Interfacial tension gradient driven self-assembly of binary colloidal particles for fabrication of superhydrophobic porous films.

Hypothesis: Self-assembly of two types of particles into the binary colloidal crystals (BCCs) leads to the peculiar features which the monocomponent colloidal crystals do not possess. However, the self-assembly methods of the BCCs are still limited.

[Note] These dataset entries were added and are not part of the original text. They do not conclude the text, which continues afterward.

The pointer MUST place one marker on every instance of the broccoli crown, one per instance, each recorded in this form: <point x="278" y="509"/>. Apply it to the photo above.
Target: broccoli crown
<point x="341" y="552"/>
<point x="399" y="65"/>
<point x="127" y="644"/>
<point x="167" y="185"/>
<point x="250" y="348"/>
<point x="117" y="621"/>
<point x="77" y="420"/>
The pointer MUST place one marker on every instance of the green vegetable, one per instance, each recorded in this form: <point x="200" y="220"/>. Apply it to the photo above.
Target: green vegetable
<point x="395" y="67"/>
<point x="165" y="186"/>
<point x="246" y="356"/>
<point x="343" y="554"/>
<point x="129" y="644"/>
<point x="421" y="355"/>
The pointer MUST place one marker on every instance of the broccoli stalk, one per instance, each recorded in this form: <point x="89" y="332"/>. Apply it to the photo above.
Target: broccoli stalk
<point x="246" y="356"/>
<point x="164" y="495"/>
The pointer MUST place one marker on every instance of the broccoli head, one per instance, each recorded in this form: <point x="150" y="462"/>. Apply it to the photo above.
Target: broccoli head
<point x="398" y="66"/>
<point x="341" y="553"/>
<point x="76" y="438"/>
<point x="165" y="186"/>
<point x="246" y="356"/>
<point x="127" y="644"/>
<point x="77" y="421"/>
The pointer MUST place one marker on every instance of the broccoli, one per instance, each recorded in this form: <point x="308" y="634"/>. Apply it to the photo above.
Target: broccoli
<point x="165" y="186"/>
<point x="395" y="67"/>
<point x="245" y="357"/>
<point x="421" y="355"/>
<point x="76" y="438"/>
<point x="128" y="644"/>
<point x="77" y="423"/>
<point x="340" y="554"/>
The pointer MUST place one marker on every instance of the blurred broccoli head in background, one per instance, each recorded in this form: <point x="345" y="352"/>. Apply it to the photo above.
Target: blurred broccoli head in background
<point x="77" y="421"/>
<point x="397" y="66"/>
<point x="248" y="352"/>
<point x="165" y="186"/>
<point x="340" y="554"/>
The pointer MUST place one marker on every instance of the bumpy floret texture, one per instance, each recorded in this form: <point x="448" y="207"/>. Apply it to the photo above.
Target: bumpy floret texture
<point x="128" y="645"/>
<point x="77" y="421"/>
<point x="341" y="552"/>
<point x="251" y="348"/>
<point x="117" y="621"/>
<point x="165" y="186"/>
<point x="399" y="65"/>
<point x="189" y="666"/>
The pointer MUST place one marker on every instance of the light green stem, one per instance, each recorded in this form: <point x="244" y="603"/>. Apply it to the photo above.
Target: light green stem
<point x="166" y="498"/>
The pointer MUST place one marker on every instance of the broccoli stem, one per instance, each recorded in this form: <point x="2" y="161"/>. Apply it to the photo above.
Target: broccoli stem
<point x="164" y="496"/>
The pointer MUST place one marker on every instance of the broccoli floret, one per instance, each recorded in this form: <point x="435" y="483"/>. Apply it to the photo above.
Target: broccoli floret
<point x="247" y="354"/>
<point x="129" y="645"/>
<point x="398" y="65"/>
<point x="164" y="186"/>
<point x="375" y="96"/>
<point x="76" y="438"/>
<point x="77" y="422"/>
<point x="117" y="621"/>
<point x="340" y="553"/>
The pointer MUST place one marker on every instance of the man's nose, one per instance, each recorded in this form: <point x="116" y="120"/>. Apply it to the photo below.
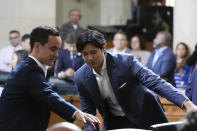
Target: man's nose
<point x="90" y="57"/>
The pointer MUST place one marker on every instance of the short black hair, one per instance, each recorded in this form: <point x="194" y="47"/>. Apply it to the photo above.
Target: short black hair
<point x="21" y="55"/>
<point x="14" y="31"/>
<point x="41" y="34"/>
<point x="71" y="38"/>
<point x="69" y="13"/>
<point x="92" y="37"/>
<point x="120" y="32"/>
<point x="25" y="37"/>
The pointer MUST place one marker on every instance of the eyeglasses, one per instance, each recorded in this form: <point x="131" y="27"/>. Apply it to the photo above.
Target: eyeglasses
<point x="15" y="37"/>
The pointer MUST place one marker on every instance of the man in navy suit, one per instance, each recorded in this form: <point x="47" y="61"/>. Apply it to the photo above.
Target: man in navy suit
<point x="69" y="60"/>
<point x="191" y="91"/>
<point x="119" y="87"/>
<point x="162" y="60"/>
<point x="27" y="99"/>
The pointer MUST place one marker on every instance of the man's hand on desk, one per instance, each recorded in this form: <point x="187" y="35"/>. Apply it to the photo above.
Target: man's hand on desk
<point x="189" y="106"/>
<point x="87" y="118"/>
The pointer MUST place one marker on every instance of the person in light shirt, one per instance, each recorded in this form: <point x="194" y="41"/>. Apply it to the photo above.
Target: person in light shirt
<point x="7" y="52"/>
<point x="28" y="98"/>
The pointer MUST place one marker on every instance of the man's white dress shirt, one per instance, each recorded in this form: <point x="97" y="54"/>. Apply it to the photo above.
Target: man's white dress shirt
<point x="106" y="91"/>
<point x="6" y="54"/>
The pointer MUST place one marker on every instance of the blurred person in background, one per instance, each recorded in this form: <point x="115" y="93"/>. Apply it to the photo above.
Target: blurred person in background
<point x="7" y="52"/>
<point x="69" y="60"/>
<point x="18" y="57"/>
<point x="72" y="25"/>
<point x="162" y="60"/>
<point x="138" y="49"/>
<point x="64" y="126"/>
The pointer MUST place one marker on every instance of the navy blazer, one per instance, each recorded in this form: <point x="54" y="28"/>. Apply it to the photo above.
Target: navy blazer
<point x="67" y="28"/>
<point x="164" y="66"/>
<point x="191" y="90"/>
<point x="141" y="106"/>
<point x="27" y="100"/>
<point x="64" y="61"/>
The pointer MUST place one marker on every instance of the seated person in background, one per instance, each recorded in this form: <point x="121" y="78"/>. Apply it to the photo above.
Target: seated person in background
<point x="118" y="86"/>
<point x="138" y="49"/>
<point x="192" y="60"/>
<point x="7" y="52"/>
<point x="182" y="71"/>
<point x="72" y="26"/>
<point x="120" y="44"/>
<point x="162" y="60"/>
<point x="25" y="42"/>
<point x="17" y="57"/>
<point x="191" y="90"/>
<point x="64" y="126"/>
<point x="190" y="122"/>
<point x="69" y="60"/>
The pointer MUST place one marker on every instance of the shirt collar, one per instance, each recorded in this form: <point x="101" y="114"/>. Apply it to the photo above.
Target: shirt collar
<point x="44" y="68"/>
<point x="103" y="68"/>
<point x="123" y="51"/>
<point x="160" y="50"/>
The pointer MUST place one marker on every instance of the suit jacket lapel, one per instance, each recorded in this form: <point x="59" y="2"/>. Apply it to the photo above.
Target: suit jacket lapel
<point x="92" y="85"/>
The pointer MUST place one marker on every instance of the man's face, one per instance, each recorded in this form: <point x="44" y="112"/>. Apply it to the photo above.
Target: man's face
<point x="93" y="56"/>
<point x="48" y="53"/>
<point x="135" y="43"/>
<point x="14" y="39"/>
<point x="72" y="48"/>
<point x="74" y="16"/>
<point x="120" y="41"/>
<point x="159" y="39"/>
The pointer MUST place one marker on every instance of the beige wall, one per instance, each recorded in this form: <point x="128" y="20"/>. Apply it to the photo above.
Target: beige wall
<point x="90" y="10"/>
<point x="24" y="15"/>
<point x="185" y="22"/>
<point x="95" y="12"/>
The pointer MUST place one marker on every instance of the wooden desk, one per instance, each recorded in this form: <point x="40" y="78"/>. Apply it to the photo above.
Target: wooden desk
<point x="173" y="112"/>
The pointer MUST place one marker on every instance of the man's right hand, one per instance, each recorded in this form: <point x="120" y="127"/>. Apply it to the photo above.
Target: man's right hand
<point x="87" y="118"/>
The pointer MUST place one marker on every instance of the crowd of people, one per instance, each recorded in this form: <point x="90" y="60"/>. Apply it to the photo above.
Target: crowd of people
<point x="106" y="78"/>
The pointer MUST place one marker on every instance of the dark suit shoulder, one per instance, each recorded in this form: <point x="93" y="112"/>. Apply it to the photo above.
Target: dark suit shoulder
<point x="64" y="52"/>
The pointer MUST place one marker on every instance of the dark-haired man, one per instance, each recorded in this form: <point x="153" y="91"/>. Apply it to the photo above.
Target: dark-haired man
<point x="25" y="42"/>
<point x="7" y="52"/>
<point x="27" y="99"/>
<point x="120" y="44"/>
<point x="118" y="86"/>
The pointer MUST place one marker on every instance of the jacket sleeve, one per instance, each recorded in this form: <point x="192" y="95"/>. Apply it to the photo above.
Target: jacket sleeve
<point x="155" y="83"/>
<point x="40" y="90"/>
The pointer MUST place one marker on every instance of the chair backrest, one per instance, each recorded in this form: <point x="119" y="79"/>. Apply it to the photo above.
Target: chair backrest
<point x="171" y="126"/>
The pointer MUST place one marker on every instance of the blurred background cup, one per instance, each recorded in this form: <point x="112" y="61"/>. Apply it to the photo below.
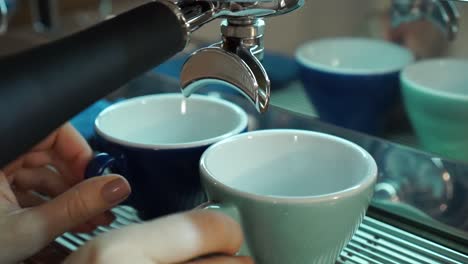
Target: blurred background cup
<point x="435" y="94"/>
<point x="353" y="82"/>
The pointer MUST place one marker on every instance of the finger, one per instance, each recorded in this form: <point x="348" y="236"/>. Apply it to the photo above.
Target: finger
<point x="72" y="153"/>
<point x="80" y="204"/>
<point x="65" y="149"/>
<point x="8" y="201"/>
<point x="104" y="219"/>
<point x="173" y="239"/>
<point x="29" y="198"/>
<point x="44" y="180"/>
<point x="223" y="260"/>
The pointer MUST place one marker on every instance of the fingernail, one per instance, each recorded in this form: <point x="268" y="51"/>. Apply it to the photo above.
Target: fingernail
<point x="115" y="191"/>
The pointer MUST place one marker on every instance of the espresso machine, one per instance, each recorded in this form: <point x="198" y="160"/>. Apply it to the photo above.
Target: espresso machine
<point x="62" y="77"/>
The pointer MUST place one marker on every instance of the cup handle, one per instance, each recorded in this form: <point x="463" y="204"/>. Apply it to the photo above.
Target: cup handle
<point x="231" y="211"/>
<point x="100" y="164"/>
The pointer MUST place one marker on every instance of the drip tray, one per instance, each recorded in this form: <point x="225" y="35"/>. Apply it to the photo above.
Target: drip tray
<point x="375" y="242"/>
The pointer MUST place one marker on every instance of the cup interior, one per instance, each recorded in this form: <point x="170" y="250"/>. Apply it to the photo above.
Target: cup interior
<point x="289" y="164"/>
<point x="171" y="121"/>
<point x="353" y="56"/>
<point x="443" y="77"/>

Experiments: A facile, cost-effective and controllable approach was presented to fabricate the BCCs by directly dripping silica particle suspensions containing water and ethanol into the monodisperse polytetrafluoroethylene (PTFE) colloidal solutions. The BCCs composed of the silica and PTFE particles were formed at the air-liquid interface and picked up using the target substrates, followed by the corrosion of silica particles. Using this strategy, various ordered porous PTFE films including homo-pore-size mono/multilayer and hetero-pore-size bilayer films were prepared. The chemical composition of the porous films was well controlled.

Findings: The dissolution of ethanol resulted in the interfacial tension gradient, and thus the Marangoni convection and the relative movement of the liquid and the particles emerged. The silica particles were trapped at the air-liquid interface and the PTFE particles filled the interstitial spaces between the silica particles. After the porous films were sintered at temperatures above the melting point of PTFE, the PTFE particles were transformed into nanofibers, leading to the transferability, excellent superhydrophobicity and environmental durability.